Ciudad de México.- La mayoría de los estudios sostienen que las características de un workaholic, una persona adicta al trabajo, pueden agruparse en las siguientes categorías:

 

- Tendencias compulsivas: trabajan intensamente y tienen dificultades para relajarse.

 

- Necesidad de tener el control excesivo y malestar interferente cuando no obtiene el rendimiento esperado, no controla la situación o las cosas no son como él esperaba.

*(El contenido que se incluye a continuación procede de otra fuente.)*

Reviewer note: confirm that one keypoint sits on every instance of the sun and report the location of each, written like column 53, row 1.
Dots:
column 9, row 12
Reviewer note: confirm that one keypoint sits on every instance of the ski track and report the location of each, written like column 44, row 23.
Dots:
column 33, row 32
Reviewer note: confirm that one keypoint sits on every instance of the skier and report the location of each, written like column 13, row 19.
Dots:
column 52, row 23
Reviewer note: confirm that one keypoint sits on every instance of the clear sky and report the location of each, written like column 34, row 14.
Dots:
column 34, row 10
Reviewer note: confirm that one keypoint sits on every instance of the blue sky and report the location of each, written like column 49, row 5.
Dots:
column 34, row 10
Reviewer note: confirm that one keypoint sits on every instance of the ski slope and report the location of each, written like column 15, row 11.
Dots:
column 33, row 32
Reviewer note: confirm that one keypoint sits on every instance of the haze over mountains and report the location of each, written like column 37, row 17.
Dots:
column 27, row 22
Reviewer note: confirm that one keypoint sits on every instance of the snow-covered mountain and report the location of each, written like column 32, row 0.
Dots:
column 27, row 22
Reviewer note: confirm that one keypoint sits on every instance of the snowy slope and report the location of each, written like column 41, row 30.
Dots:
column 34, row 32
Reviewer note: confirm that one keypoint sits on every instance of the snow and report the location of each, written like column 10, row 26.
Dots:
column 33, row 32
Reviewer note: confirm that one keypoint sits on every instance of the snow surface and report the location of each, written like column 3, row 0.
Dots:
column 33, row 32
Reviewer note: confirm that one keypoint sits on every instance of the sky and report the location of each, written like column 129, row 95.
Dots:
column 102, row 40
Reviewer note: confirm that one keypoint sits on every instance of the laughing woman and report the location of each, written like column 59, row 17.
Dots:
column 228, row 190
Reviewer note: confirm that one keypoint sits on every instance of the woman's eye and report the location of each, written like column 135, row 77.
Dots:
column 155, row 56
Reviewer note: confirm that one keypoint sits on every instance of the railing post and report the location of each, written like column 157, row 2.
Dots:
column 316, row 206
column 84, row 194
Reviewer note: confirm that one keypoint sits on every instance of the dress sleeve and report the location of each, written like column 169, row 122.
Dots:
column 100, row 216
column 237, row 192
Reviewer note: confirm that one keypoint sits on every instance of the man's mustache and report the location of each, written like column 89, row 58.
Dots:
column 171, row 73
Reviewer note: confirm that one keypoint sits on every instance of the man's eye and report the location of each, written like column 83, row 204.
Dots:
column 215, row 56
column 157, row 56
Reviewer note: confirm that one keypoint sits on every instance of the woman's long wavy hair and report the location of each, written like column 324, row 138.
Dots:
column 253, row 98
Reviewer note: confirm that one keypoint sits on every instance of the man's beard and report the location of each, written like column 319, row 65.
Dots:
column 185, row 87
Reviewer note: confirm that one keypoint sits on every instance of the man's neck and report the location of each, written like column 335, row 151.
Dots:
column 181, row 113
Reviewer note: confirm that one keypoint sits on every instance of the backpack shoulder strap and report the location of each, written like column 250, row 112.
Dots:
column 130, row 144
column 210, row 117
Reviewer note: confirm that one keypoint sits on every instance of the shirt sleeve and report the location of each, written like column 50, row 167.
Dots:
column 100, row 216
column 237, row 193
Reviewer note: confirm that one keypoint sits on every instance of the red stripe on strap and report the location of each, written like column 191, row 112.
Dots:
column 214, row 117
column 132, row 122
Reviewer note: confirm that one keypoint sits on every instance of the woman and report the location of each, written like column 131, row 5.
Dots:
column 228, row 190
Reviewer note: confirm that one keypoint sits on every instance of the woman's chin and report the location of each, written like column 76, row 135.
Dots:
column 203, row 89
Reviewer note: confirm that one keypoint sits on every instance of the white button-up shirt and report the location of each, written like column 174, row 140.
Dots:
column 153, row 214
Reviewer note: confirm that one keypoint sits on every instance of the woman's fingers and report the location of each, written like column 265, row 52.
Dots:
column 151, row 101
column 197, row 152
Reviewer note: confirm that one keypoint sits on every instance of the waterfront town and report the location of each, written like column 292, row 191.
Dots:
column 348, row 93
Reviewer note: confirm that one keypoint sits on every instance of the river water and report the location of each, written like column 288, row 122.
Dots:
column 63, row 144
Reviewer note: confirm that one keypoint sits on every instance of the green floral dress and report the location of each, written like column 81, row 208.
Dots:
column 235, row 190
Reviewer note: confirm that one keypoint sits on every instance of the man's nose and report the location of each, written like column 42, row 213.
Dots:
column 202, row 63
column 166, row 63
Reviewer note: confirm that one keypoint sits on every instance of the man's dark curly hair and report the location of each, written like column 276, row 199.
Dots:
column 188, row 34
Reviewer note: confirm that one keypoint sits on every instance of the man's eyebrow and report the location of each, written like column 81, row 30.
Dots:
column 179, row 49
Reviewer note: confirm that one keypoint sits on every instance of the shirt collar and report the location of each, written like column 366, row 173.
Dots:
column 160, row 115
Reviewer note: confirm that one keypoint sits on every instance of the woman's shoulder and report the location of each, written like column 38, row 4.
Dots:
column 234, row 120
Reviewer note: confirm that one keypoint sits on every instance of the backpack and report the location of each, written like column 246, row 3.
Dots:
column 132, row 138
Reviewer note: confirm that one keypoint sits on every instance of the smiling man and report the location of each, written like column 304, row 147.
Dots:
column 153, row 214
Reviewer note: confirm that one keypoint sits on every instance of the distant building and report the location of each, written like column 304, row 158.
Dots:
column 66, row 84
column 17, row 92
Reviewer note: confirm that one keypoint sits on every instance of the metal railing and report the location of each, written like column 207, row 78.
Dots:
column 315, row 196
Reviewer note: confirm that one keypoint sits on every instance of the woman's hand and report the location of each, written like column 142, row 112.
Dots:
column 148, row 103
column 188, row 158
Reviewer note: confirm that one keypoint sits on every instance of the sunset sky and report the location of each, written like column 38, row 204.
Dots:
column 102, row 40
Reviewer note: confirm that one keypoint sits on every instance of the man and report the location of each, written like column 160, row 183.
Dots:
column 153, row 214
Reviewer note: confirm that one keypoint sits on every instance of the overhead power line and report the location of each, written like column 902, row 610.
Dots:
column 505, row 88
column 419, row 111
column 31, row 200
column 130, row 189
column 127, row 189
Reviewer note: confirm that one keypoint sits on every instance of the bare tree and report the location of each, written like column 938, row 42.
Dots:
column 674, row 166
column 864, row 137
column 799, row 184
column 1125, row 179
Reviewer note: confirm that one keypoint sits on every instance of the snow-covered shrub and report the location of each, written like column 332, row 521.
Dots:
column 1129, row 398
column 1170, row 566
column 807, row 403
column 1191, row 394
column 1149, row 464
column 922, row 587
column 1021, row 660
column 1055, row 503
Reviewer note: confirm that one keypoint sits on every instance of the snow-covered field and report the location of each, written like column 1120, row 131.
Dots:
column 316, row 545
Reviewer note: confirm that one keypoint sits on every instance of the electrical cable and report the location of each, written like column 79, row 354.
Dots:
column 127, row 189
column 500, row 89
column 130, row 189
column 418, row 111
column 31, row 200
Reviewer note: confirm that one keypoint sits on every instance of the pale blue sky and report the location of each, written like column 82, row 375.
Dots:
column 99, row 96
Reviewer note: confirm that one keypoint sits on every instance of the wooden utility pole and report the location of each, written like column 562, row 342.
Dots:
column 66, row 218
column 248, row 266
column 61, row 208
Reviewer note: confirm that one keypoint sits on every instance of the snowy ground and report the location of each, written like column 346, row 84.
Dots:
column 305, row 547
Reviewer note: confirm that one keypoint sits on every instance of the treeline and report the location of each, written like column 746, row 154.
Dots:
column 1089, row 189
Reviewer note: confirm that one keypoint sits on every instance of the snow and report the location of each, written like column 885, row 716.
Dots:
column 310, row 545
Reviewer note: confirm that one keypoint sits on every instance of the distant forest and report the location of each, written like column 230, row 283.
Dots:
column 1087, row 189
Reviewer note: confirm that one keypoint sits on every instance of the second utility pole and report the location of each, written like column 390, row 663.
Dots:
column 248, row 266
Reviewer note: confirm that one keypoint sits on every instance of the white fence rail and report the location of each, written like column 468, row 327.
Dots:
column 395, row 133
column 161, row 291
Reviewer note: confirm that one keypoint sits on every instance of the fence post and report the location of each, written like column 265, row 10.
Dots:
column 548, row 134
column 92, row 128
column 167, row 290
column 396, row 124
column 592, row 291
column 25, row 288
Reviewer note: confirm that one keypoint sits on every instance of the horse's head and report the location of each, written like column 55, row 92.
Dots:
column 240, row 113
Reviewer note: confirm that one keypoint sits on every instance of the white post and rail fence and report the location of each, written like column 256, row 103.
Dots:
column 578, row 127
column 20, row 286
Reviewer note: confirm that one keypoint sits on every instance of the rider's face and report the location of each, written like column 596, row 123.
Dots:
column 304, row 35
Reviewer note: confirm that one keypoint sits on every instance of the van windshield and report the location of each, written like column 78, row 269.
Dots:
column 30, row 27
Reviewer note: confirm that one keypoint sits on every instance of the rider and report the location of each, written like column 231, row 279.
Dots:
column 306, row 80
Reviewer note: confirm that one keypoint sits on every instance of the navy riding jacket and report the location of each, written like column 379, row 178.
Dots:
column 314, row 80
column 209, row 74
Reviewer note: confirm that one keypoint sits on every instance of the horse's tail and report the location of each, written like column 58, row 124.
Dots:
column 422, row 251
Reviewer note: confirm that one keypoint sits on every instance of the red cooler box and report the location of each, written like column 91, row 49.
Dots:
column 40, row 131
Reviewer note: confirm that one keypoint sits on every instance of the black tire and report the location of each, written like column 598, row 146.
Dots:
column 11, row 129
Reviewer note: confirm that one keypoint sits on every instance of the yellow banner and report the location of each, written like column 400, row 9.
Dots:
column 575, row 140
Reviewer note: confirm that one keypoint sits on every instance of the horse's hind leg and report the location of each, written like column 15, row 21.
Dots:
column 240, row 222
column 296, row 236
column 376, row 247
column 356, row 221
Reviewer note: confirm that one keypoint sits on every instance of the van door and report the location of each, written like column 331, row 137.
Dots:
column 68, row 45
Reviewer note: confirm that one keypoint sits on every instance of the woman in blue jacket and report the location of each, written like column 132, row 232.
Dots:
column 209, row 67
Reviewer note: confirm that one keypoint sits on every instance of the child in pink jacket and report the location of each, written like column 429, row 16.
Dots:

- Escasas relaciones interpersonales con el resto de los compañeros.

 

- Incapacidad para delegar tareas y para trabajar en equipo.

 

- Autovaloración centrada en el trabajo y no en el resto de su vida. Se puntúan según les ha ido su jornada laboral y por los éxitos o fracasos alcanzados en su empleo.

 

Diagnóstico de la adicción al trabajo


 

Los síntomas de la persona adicta al trabajo pueden agruparse por tres grandes sistemas de respuesta:

 

- Cognitivos: ansiedad e irritabilidad, tristeza, necesidad creciente de trabajar más y dedicarle más tiempo al trabajo, preocupaciones relacionadas con el rendimiento laboral de forma persistente, agobio, etcétera.

 

- Fisiológicos: estrés, insomnio, dolores de cabeza, tensión muscular, disfunciones sexuales… A largo plazo estos síntomas pueden dar lugar a trastornos psicofisiológicos como la hipertensión, así como fomentar el consumo de sustancias poco recomendables.

 

– Motores: aparece una necesidad imperativa de llevar a cabo muchas tareas, no olvidando ningún aspecto de las mismas. Son incapaces de no trabajar, dejando por ello de lado amigos y familia.